"We're looking at application footprints that are large and repeatable: apps that a company's rolling out in a repeated fashion where a building-block approach lets you add appliances through a Lego technique of popping them in as you go," Miller said. "Exchange is one of those."
Several of the planned new systems are coming out of the sweeping, $250 million partnership HP and Microsoft signed in January, Miller said.
"It's an end-to-end initiative with deep integration where we have engineers from both companies sitting side by side in HP labs and in Microsoft labs writing code, packaging it all up, and building solutions for Microsoft's most-popular applications of SQL Server and Exchange."
HP's fulfillment plan for its forthcoming optimized systems is intriguing: "These appliances will be delivered direct from the HP factory to the end customer as one SKU," Miller said, emphasizing that feature as an element in HP's strategy to help customers greatly accelerate the time between their internal agreement on an IT plan and the switch-on of a production system.
"Customers like having the ability to drive a turnkey-from-the-factory solution because it gives them faster time to application value, and that means IT can be more aligned with faster turnarounds of new business services," Miller said. "If we can help them cut that cycle from months to days—and with these new machines we will do just that—then that's a huge value the CIO can take to the LOBs and the CFO."

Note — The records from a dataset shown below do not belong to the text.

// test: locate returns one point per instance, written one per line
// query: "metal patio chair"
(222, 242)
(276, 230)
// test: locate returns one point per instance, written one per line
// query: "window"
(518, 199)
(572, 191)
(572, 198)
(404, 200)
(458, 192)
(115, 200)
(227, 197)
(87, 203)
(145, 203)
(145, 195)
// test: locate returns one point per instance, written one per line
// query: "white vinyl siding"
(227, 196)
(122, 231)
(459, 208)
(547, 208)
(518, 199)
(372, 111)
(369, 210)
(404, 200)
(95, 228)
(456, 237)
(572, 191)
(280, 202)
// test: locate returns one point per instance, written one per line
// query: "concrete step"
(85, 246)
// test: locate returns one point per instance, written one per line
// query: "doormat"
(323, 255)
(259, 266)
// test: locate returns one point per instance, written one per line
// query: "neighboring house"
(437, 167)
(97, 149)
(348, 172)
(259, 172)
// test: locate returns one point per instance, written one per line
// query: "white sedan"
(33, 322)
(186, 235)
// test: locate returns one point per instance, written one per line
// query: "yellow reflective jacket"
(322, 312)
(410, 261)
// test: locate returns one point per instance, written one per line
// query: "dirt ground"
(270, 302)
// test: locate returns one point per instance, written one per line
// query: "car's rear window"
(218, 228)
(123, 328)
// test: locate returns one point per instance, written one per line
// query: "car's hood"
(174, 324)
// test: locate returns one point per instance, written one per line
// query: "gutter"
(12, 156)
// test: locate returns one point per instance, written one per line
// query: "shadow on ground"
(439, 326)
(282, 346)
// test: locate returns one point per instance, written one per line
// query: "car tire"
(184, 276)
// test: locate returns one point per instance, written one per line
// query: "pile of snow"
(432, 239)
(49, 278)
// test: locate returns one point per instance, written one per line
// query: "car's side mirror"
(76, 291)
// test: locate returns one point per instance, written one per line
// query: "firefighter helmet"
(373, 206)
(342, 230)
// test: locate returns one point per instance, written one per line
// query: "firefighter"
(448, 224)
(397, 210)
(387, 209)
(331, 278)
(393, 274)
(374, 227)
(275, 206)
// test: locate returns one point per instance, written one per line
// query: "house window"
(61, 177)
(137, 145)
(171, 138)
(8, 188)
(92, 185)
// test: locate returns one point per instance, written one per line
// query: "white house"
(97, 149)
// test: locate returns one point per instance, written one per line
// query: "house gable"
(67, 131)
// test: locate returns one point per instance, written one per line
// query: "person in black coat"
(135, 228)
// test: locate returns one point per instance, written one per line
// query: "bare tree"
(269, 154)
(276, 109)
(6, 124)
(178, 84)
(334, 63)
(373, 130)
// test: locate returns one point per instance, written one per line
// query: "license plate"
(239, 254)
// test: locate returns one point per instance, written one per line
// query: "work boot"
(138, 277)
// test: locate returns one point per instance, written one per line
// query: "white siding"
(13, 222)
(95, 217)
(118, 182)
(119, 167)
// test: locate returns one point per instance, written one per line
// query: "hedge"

One other feature to mention is HP's strategy to interlace these machines within its Converged Infrastructure products and architecture—Miller called it the "application-infrastructure convergence" approach.
"Customers like our approach because, unlike some of the other guys, it's an open approach and we're not saying it has to be an HP-only solution like Oracle's doing with Exadata and its own database, or IBM's doing with Cognos," Miller said.

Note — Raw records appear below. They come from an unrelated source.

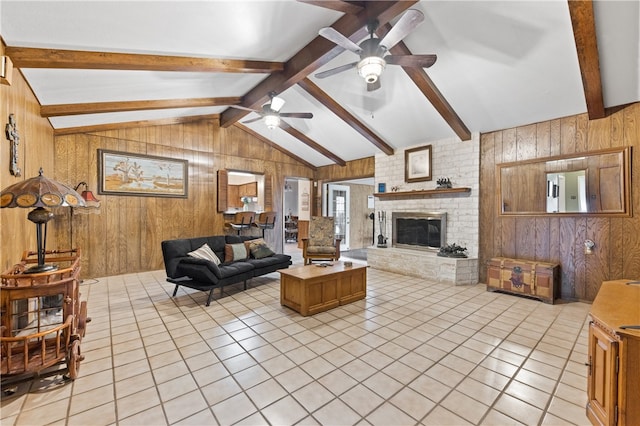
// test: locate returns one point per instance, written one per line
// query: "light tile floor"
(412, 352)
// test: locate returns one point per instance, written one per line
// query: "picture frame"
(417, 164)
(124, 173)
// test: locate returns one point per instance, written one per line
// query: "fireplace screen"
(419, 230)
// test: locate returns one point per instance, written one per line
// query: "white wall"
(452, 158)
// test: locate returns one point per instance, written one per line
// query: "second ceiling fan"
(271, 114)
(373, 51)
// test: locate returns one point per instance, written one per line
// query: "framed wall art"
(417, 164)
(123, 173)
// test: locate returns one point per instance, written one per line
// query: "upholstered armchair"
(321, 244)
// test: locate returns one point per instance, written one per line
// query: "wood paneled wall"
(35, 150)
(125, 236)
(561, 239)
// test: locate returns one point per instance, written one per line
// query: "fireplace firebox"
(419, 230)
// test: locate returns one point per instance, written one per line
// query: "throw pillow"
(233, 252)
(255, 241)
(259, 249)
(206, 253)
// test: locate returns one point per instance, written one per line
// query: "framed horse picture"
(123, 173)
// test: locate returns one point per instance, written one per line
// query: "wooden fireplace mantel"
(422, 193)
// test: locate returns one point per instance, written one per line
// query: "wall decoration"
(417, 164)
(11, 131)
(122, 173)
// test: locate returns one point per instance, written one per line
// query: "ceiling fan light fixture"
(276, 103)
(370, 68)
(272, 121)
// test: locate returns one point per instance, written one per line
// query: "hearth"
(419, 230)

"They also like that our approach lets them converge the best apps from independent leaders like SAP and Microsoft with the best infrastructures from HP, and we want to be sure we keep giving those customers choices.
"In addition, we've taken all of the key technologies and innovations in these new machines and we're also offering them in our Matrix (converged-infrastructure) technology, and we're using that to extend all the way from Matrix into the appliance models. That way, customers can start with just the core technologies and get used to them and then go with the appliance, or they can just continue to use the related technologies via Matrix," Miller said.

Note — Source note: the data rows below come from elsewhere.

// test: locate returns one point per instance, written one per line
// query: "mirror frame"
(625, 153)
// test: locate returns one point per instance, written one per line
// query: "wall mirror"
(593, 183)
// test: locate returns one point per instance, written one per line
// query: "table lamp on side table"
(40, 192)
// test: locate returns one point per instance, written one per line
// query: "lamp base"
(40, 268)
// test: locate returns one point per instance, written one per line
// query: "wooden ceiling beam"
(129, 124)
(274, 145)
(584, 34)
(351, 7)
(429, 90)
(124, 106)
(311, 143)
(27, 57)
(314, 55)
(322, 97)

"I had a great conversation with one customer who said, ''I like your appliances, but I'm concerned with investing in a single solution that I'd have to replicate over and over.' So we said we can help him deploy just the core technologies he needs one time instead of going with the appliances."
It's clear that HP plans to become a major player in this explosive field that includes not only IBM and Oracle but also Teradata and Netezza and EMC and others, but the urgency for HP to make the transition from compelling plans to tangible products is mounting--rapidly.
IBM's had multiple systems on the market for some time now, and Oracle CEO Larry Ellison says his Exadata machine has an annual revenue run rate of almost $1 billion. On top of that, at Oracle Open World in 10 days, the company will release several powerful new Exadata-type machines that will likely extend the company's optimized systems into BI, data warehousing, and more.
So when HP says its rollout of numerous purpose-built machines will happen in "the very near future," I would only remind them that in this white-hot portion of the market, the future is arriving faster than ever before.